En cambio en la segunda, el oyente ha escuchado lo mencionado por la otra persona, lo refleja en el mensaje del que habla y comprende los sentimientos que hay detrás de ellas. Se reconoce el derecho que el menor de edad tiene de sentir y expresarse.

CONFLICTO

“Los padres deben ser capaces de controlar sus sentimientos, reprimiendo la rabia o agresividad que en algún momento puedan sentir ante un conflicto con sus hijos. Deben resolver el problema de manera razonable sin ofender ni herir, es fundamental el controlar las palabras y los actos”, recalcó la terapeuta.

Los hijos aprenden a comportarse como lo hacen los padres por imitación, por esta razón es muy importante dar un buen ejemplo de cómo solucionar una situación conflictiva entre ambos.

“Los problemas hay que resolverlos en forma positiva, con diálogo y tratando de llegar a un acuerdo. Hay que ponerse en el lugar del hijo y procurar entenderlo. Tal vez el punto de vista de ellos sea distinto y es mejor hacerles razonar” explicó la terapeuta.

A continuación presentamos algunas situaciones que se deben evitar para no empeorar el problema: a) Hablar sólo del conflicto sin acudir a situaciones pasadas. b) No pensar que nuestro hijo es malo y no tiene solución. c) Permitir hablar al interlocutor sin interrupciones. d) Buscar una solución sin pensar que nosotros siempre tenemos la razón. e) Utilizar frases positivas como: “tú sabes hacerlo mejor”, “puedes aprovechar mejor tus capacidades para estudiar” en lugar de “eres un desastre” o “siempre llegas tarde”. f) No compararlo con alguien más. g) Demostrar amor y un buen ejemplo. h) No hablar mal de sus amigos ni personas importantes para él.

RELACIÓN NEGATIVA

Existen 11 categorías típicas de respuesta, pero en esta ocasión consideramos las más importantes, pregúntese en qué oportunidad contestó de esta forma a su hijo o hija:

1.- De orden, dirección y mandato, por ejemplo: “¡No me importa lo que hagan otros padres, tú tienes que hacer el trabajo del jardín!”.

2.- De advertencia, amonestación y amenaza, por ejemplo: “¡Si haces eso, te vas a arrepentir!”.

3.- El sermonear: Deberías hacer esto… “Las personas responsables, en un caso como éste…”.

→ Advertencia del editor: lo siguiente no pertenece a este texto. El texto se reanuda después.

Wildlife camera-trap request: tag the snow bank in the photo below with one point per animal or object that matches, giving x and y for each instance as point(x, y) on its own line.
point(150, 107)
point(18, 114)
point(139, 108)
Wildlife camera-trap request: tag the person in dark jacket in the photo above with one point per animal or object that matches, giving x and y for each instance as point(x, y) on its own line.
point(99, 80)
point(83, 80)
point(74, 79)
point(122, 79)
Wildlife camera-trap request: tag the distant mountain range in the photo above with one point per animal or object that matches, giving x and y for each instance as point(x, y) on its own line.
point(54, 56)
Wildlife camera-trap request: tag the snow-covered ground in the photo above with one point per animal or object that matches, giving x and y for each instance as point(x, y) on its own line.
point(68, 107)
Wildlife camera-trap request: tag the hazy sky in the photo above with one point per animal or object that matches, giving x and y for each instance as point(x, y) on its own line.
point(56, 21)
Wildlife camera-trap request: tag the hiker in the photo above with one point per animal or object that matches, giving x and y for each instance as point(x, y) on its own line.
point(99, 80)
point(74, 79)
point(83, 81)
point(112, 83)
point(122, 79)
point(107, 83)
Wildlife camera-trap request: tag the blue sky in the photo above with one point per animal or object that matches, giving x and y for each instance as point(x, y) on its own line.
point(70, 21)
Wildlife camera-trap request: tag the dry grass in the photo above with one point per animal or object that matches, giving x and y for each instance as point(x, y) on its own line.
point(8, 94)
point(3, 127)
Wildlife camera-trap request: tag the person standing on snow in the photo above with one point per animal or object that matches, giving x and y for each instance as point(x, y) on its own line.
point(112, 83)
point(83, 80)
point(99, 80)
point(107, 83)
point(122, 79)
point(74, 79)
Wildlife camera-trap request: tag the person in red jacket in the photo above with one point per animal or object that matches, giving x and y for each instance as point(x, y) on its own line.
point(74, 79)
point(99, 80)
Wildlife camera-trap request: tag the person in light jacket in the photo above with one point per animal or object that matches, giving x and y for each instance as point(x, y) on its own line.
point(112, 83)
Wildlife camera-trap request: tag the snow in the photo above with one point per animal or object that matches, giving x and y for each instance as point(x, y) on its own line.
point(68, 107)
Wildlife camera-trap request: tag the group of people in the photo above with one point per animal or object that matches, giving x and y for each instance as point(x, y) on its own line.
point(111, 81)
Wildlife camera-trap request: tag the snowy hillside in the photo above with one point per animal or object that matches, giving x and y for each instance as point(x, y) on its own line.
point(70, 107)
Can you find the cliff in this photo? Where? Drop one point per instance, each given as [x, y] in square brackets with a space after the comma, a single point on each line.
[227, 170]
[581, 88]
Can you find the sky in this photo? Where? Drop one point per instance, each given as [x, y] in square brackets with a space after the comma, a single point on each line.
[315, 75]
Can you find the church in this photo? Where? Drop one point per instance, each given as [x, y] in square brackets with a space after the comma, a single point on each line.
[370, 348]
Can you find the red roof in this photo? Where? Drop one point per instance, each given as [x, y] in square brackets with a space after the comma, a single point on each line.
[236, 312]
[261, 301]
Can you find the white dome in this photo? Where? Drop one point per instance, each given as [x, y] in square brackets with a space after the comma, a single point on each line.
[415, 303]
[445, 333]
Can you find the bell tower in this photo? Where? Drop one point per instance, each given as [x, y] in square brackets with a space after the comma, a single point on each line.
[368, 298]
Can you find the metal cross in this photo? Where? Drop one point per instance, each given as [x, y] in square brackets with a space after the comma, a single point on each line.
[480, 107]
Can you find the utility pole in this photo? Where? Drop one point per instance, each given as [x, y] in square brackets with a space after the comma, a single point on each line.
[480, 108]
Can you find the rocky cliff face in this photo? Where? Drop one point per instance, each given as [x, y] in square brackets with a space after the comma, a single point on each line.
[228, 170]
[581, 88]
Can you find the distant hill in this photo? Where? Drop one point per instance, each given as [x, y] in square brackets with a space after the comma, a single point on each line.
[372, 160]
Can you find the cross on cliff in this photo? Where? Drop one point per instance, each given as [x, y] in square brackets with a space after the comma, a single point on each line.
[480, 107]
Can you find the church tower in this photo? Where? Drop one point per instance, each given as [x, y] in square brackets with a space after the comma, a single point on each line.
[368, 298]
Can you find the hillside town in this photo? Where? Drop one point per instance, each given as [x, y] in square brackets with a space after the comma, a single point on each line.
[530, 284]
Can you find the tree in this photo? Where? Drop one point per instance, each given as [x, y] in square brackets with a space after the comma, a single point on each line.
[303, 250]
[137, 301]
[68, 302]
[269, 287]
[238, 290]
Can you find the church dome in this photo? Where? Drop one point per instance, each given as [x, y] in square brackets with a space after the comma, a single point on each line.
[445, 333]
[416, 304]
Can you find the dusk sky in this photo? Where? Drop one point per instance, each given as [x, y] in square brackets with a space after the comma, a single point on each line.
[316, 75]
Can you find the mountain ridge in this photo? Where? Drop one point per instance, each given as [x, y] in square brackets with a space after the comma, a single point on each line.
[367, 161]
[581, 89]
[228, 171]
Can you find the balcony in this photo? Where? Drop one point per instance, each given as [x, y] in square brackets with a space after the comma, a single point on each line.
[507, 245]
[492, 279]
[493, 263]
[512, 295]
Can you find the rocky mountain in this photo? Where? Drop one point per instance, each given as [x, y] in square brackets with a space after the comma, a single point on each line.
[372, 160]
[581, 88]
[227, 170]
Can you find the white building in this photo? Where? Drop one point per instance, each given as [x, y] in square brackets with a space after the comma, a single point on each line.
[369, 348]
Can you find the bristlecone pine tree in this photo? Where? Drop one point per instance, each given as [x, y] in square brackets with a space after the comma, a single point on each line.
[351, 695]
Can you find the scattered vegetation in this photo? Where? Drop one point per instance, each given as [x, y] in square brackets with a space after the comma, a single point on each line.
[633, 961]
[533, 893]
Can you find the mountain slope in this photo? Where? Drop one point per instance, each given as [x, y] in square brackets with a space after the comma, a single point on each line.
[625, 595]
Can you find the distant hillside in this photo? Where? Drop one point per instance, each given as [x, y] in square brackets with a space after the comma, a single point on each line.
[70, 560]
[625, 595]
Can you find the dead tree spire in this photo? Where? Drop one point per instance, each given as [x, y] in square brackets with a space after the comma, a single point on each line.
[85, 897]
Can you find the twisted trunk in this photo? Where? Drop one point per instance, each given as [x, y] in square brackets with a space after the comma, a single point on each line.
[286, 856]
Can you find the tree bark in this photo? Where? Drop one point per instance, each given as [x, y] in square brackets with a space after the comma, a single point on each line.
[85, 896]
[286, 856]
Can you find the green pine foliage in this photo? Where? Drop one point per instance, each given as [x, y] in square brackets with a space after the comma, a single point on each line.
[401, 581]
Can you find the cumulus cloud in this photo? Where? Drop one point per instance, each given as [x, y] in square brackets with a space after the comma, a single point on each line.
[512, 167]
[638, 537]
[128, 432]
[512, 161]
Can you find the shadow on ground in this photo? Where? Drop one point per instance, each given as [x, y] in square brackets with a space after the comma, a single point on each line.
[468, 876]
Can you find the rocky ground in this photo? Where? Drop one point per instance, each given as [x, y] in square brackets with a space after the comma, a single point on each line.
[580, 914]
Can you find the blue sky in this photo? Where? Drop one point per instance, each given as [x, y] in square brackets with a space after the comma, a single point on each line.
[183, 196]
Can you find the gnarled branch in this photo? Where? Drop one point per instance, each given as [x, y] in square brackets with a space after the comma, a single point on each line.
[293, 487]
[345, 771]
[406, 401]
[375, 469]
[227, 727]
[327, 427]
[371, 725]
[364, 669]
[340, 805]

4.- Conferencias, argumentos lógicos, por ejemplo: “Cuando yo tenía tu edad, tenía que hacer el doble de cosas que tú”. “El 90 por ciento…”.

5.- Juzgar, criticar, culpar y estar en desacuerdo, por ejemplo: “Si fueras un buen hijo, estudiarías”.

El ser padre no es una tarea sencilla por este motivo es necesario conocer que muchas de las respuestas arriba señaladas son destructivas y perjudiciales para las relaciones de sus hijos con los demás, por eso se deben evitar.